The first patient has received treatment under the EAP and has been discharged from the hospital. We will continue to monitor all patients who receive this treatment for this severe life-threatening condition.
Next, let’s look at the recent highlights for remestemcel in adults, Slide 10. The FDA cleared an IND application to treat patients with COVID-19 acute respiratory distress syndrome, providing a pathway for use under both EAP and in the randomized controlled trial.
Under the emergency compassionate care of Mount Sinai Hospital earlier this year in New York, 75% of patients with moderate-to-severe ventilator dependent ARDS, who received two infusions of remestemcel were successfully taken off ventilator and discharged from hospital within a median of 10 days.

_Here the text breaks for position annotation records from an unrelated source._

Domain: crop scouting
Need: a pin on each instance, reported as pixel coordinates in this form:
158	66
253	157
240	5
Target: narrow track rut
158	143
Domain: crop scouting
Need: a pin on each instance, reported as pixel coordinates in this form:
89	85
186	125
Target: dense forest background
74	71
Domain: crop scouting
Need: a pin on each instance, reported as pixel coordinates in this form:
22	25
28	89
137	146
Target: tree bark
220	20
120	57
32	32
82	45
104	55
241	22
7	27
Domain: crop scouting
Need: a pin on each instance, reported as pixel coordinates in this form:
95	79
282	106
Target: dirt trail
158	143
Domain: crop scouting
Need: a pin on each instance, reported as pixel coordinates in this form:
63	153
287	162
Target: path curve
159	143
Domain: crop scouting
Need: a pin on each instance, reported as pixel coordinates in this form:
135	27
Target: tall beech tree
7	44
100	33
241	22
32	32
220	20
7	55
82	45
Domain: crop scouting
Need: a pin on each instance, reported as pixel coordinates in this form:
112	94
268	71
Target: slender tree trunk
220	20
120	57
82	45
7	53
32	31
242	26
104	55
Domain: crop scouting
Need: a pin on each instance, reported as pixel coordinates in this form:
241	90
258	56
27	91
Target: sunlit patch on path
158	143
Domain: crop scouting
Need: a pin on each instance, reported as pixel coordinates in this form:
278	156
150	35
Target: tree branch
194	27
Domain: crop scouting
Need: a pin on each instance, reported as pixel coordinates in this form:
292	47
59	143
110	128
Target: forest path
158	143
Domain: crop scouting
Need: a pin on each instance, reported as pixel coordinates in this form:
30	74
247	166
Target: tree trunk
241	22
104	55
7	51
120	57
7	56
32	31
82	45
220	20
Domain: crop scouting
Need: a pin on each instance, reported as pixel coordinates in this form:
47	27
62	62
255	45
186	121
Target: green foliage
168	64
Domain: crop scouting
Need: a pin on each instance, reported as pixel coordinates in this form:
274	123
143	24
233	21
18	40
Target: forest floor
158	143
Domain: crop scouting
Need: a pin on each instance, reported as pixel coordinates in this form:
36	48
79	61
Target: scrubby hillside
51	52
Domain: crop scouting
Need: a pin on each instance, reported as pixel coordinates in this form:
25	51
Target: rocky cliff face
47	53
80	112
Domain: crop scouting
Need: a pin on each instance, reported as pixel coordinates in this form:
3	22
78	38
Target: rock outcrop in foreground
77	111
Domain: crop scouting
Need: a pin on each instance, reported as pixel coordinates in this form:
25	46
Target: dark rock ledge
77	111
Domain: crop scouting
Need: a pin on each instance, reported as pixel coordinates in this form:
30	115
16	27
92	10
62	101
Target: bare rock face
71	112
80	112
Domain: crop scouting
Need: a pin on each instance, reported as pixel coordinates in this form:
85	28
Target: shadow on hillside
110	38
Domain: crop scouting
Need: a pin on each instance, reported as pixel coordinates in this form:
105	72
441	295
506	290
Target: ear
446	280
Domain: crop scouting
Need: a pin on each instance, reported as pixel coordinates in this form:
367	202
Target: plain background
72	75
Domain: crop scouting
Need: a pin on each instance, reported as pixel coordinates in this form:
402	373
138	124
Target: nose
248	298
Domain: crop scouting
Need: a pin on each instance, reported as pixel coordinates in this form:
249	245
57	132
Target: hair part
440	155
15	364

As a result of that positive pilot data, we initiated a Phase 3 trial, randomized placebo-controlled of remestemcel in up to 300 ventilator dependent patients with moderate-to-severe COVID-19 respiratory distress syndrome, with an objective to reduce the mortality rate within 30 days. The trial is enrolling well and is expected to complete recruitment during the fourth quarter of this year.
In the meantime, an independent Data Safety Monitoring Board has set a review date of early September for the first interim analysis of the Phase 3 trial from the first 90 patients after they’ve completed 30 days of follow-up, and we will, of course, update the market as we receive that interim analysis.
In addition, we have plans to move forward in adults with steroid-refractory acute graft versus host disease. These patients with the most severe forms of the disease continue to have a high unmet need and poor survival.
Just this month, we convened an advisory meeting with key opinion leaders to develop a clinical trial design for a post-market study evaluating remestemcel in these high-risk patients.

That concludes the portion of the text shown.